I can understand the Problems of installing the FIBER lines all over the USA. AS the Old Tier 1 level Internet, was sold to the bill collectors, not to builders. And the Odds say that IF’ they did do the work installing the Fiber, they May have forget Something about Advancement/improvement/ Over Building the System to be MORE then they need by 10? 100? times.

But for all the profits and Shareholders payments, If they would take those and use them to Build out the Whole system from scratch, it SHOULDNT take as long as the original Phone line took to install.(over 40 years) Or the cellphone system (over 20 years).
When 1 employee is making About $40 million per year, and there Must be a few others taking home a Good wage.
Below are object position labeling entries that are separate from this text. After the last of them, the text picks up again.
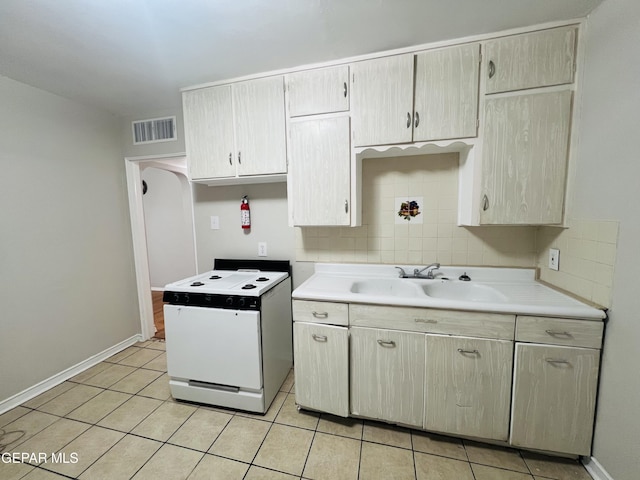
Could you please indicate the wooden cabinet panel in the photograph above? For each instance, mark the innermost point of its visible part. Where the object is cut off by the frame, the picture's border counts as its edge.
(446, 93)
(208, 127)
(554, 396)
(524, 158)
(448, 322)
(321, 90)
(468, 386)
(320, 312)
(387, 375)
(559, 331)
(319, 173)
(382, 96)
(530, 60)
(321, 367)
(260, 126)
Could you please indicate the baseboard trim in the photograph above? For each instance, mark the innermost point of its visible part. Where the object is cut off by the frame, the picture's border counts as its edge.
(43, 386)
(596, 470)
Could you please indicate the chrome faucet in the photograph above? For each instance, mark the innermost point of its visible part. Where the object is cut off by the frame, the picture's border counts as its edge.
(429, 268)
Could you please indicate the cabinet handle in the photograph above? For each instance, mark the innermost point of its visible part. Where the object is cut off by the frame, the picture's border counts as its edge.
(557, 361)
(492, 69)
(556, 333)
(468, 352)
(424, 320)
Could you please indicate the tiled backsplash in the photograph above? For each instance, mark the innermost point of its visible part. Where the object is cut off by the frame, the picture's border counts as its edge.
(438, 239)
(587, 258)
(587, 248)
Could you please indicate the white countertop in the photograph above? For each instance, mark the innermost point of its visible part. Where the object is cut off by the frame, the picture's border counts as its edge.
(518, 290)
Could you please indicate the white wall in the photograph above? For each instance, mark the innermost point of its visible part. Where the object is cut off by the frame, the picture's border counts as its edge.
(606, 185)
(168, 226)
(67, 281)
(268, 223)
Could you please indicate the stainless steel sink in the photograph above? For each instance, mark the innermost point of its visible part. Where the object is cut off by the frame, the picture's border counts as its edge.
(463, 291)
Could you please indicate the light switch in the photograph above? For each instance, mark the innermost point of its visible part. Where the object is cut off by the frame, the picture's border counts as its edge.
(554, 259)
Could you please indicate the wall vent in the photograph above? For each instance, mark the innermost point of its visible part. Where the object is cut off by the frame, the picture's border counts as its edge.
(154, 130)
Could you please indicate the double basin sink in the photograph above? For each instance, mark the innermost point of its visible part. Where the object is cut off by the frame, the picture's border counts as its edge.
(436, 288)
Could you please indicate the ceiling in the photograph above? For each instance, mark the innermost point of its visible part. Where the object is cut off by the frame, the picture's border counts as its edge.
(131, 57)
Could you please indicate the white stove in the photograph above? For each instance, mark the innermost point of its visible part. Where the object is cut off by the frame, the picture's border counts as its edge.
(228, 334)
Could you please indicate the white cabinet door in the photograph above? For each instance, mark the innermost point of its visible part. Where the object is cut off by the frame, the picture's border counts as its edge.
(468, 386)
(321, 90)
(387, 375)
(524, 158)
(530, 60)
(260, 126)
(554, 398)
(322, 367)
(208, 127)
(446, 94)
(319, 171)
(382, 93)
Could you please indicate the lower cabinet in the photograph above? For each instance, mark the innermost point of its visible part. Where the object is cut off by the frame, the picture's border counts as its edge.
(321, 367)
(387, 375)
(554, 397)
(468, 386)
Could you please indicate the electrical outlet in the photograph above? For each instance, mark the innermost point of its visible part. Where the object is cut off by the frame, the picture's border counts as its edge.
(554, 259)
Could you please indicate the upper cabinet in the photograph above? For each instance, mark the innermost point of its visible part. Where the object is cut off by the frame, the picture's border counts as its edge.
(530, 60)
(524, 158)
(236, 130)
(445, 104)
(322, 90)
(319, 179)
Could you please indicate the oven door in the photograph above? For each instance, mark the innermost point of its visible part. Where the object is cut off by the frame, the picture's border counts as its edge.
(213, 345)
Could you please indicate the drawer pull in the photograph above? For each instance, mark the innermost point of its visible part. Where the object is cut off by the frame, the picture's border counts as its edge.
(557, 361)
(424, 320)
(468, 352)
(556, 333)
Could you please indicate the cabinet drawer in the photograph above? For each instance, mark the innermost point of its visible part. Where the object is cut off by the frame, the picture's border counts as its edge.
(559, 331)
(320, 312)
(446, 322)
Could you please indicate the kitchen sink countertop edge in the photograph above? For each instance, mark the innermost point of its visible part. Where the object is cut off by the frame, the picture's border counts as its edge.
(517, 289)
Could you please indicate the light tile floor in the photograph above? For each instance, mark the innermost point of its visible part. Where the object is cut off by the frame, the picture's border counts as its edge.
(117, 420)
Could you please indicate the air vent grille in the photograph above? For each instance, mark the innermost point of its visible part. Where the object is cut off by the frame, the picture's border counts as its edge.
(154, 130)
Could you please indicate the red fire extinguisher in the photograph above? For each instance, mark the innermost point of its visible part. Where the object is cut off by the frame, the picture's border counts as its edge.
(245, 213)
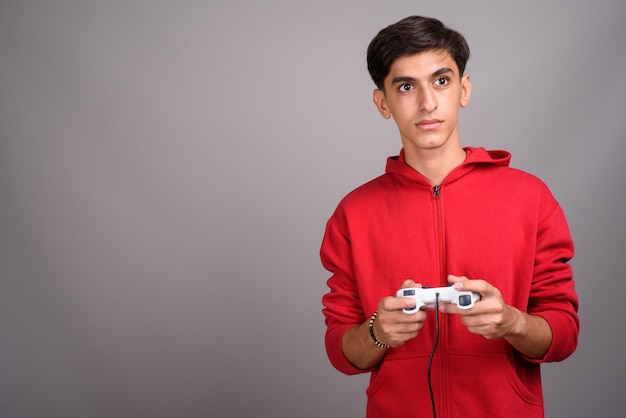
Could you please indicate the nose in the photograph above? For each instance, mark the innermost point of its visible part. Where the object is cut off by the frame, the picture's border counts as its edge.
(428, 101)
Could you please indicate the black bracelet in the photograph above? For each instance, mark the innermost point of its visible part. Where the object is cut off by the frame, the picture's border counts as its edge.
(378, 343)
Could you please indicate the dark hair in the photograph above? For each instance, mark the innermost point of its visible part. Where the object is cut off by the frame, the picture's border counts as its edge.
(412, 35)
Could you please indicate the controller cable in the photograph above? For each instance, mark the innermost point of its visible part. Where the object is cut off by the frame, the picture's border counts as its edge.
(432, 354)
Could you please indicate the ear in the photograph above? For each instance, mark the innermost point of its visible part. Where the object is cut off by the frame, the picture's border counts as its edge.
(466, 90)
(381, 103)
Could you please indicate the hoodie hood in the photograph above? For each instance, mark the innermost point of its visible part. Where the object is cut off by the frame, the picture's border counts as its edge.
(475, 157)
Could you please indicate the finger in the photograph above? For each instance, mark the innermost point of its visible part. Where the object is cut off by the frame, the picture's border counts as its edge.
(409, 283)
(478, 286)
(456, 279)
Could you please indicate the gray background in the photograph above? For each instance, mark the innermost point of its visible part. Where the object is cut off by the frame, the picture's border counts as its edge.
(167, 169)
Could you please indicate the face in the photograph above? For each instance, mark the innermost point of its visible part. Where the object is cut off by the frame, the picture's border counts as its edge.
(423, 93)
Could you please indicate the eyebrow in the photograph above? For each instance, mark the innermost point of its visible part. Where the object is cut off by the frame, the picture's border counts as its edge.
(405, 79)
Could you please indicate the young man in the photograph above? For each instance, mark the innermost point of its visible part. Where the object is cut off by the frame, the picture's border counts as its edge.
(444, 215)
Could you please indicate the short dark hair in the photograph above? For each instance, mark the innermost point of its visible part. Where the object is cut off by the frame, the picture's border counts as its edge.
(409, 36)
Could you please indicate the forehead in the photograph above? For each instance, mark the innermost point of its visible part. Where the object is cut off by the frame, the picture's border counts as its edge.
(422, 65)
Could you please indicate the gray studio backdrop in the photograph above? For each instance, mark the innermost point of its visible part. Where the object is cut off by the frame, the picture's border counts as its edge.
(167, 169)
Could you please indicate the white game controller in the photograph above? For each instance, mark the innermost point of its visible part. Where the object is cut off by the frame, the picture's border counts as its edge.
(425, 297)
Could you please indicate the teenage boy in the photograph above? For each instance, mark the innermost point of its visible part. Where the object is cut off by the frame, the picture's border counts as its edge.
(444, 215)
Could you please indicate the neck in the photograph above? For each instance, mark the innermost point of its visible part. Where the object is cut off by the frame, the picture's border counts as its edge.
(435, 164)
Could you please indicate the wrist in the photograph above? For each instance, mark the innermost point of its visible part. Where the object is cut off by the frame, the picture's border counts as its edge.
(372, 334)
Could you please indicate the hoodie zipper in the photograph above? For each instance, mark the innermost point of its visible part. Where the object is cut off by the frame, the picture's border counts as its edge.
(442, 318)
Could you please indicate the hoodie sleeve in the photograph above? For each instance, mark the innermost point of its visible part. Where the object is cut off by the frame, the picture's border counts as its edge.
(553, 296)
(342, 307)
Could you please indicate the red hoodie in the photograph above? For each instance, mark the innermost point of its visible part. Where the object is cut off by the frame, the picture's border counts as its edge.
(485, 221)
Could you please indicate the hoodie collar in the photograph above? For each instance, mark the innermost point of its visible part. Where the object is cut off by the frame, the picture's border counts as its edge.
(473, 159)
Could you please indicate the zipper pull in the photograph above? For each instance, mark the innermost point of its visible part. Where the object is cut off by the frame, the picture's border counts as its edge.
(436, 192)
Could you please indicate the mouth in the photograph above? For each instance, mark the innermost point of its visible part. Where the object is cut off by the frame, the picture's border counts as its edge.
(429, 124)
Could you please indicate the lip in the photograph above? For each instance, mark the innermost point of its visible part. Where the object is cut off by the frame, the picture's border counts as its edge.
(429, 124)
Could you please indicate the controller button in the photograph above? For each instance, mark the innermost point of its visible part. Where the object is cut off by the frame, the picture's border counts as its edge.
(465, 300)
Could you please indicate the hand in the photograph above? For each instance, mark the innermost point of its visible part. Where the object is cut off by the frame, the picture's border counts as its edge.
(393, 326)
(491, 317)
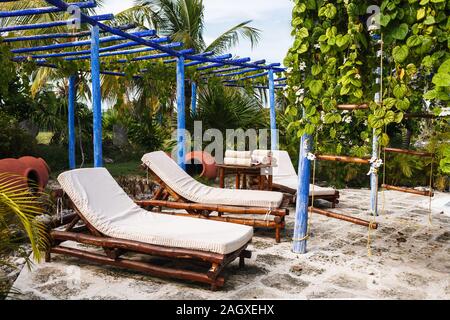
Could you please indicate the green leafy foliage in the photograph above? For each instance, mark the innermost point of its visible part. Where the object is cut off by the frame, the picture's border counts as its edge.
(333, 58)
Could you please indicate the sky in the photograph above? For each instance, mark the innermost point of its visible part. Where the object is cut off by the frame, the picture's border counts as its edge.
(272, 17)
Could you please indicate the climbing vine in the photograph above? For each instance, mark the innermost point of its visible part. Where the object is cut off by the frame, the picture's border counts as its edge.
(333, 58)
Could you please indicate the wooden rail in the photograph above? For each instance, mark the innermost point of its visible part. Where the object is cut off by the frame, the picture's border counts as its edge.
(146, 248)
(140, 266)
(342, 159)
(408, 190)
(361, 222)
(410, 152)
(211, 207)
(420, 115)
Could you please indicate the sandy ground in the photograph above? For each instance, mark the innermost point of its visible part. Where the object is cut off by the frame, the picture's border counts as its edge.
(410, 259)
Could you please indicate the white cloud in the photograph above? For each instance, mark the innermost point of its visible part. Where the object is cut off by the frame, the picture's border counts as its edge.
(217, 11)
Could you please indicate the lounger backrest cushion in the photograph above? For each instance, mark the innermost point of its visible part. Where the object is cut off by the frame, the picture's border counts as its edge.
(284, 164)
(98, 196)
(189, 188)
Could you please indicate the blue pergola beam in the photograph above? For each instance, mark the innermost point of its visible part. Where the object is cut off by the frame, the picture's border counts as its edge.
(222, 57)
(273, 116)
(71, 121)
(204, 54)
(82, 43)
(36, 11)
(181, 116)
(59, 35)
(253, 86)
(220, 64)
(44, 25)
(124, 52)
(150, 57)
(96, 97)
(85, 52)
(263, 74)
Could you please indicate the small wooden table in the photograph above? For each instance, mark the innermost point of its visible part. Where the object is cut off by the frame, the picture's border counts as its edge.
(261, 170)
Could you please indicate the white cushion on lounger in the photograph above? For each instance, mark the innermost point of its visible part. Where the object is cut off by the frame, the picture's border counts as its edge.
(104, 204)
(187, 187)
(286, 175)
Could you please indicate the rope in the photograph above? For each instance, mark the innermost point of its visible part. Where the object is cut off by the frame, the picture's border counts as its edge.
(59, 208)
(383, 194)
(372, 219)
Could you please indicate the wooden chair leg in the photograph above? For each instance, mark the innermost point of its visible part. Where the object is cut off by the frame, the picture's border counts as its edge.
(241, 262)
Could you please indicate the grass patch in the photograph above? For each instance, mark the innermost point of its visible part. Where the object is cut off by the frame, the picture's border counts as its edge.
(125, 168)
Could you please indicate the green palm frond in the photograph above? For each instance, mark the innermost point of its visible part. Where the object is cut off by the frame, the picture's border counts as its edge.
(17, 200)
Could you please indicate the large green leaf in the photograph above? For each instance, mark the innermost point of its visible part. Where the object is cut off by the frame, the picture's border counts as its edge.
(445, 67)
(400, 32)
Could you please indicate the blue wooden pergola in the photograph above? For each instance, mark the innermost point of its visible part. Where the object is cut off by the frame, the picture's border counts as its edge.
(233, 71)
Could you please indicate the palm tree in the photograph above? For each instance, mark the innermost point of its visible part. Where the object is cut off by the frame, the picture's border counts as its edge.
(20, 209)
(183, 20)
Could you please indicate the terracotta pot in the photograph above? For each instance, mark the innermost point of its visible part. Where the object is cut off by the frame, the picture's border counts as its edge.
(40, 166)
(17, 167)
(202, 163)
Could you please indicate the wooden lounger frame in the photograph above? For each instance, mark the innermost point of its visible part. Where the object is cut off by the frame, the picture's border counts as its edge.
(421, 154)
(114, 248)
(201, 210)
(426, 193)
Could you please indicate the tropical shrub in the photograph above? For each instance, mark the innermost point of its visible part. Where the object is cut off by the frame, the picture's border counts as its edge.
(14, 142)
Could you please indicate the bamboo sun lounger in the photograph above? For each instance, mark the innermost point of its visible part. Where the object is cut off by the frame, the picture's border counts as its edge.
(178, 190)
(285, 179)
(116, 224)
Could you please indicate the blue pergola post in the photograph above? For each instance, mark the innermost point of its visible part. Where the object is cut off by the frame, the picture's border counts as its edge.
(181, 123)
(302, 204)
(378, 40)
(71, 120)
(194, 98)
(96, 96)
(273, 116)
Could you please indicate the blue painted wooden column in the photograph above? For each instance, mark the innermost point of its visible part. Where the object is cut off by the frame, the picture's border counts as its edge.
(273, 115)
(302, 203)
(71, 120)
(96, 96)
(181, 112)
(194, 98)
(377, 39)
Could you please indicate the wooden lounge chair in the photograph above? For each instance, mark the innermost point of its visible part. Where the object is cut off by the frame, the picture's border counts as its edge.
(285, 179)
(115, 224)
(178, 190)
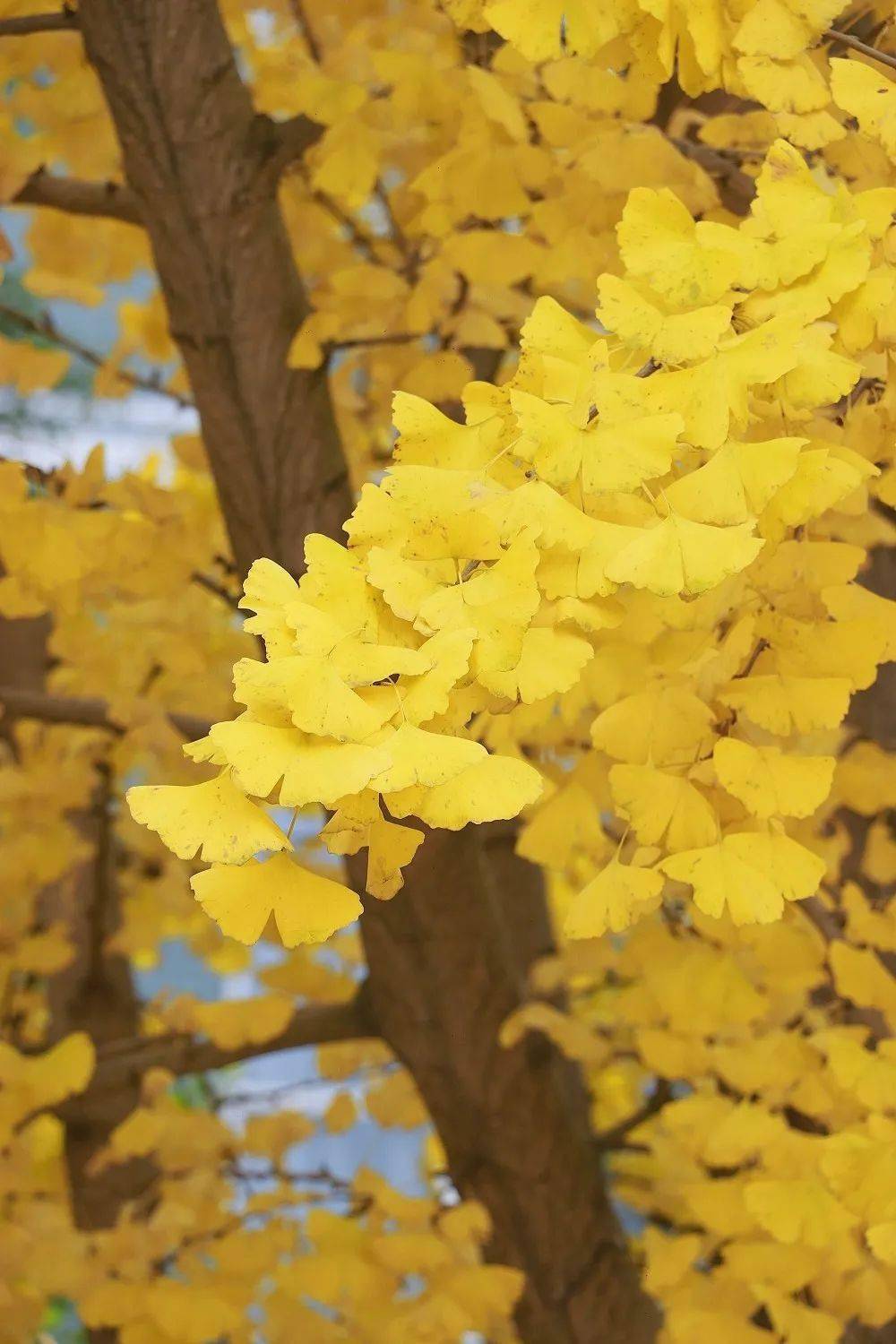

Holding off abit and using it to GET everything running, would be a great thing.

Anonymous Coward says:

So anyone else noticed that Richard Bennett hasn’t been showing his Reese-flavored tongue around here to do daddy Pai’s reputational damage control?

Come to think of it, ootb hasn’t been around since the election results either. You don’t think they were involved in an experiment to prove that Covid can be sexually transmitted between mutual partners, do you?

Anonymous Coward says:

unless Biden is prepared to do what definitely has to be done to improve things, ie, call out the major players, call out those in Congress who keep taking contributions from these major players in return for giving them whatever the hell they want to maintain their market shares, their almost monopolies, their piss poor service and customer service, it wont make a craps worth of difference what Rosenworcel wants or tries to do, she’ll be defeated! the first test is the re-establishing of Net Neutrality, closely followed by stopping funding these same major players, out of public coffers and getting less than fuck all in return! deployment, service must be increased drastically and prices need to be dropped, just as drastically! let’s face it, these companies are running the whole damn country! the law needs to be changed just as drastically too so that those places that want to can put in place their own broadband service without any type or form of intimidation or hindrance. the more places that do this, the greater the crap that has been put out as supposed services, with some of the slowest speeds on the planet will show up!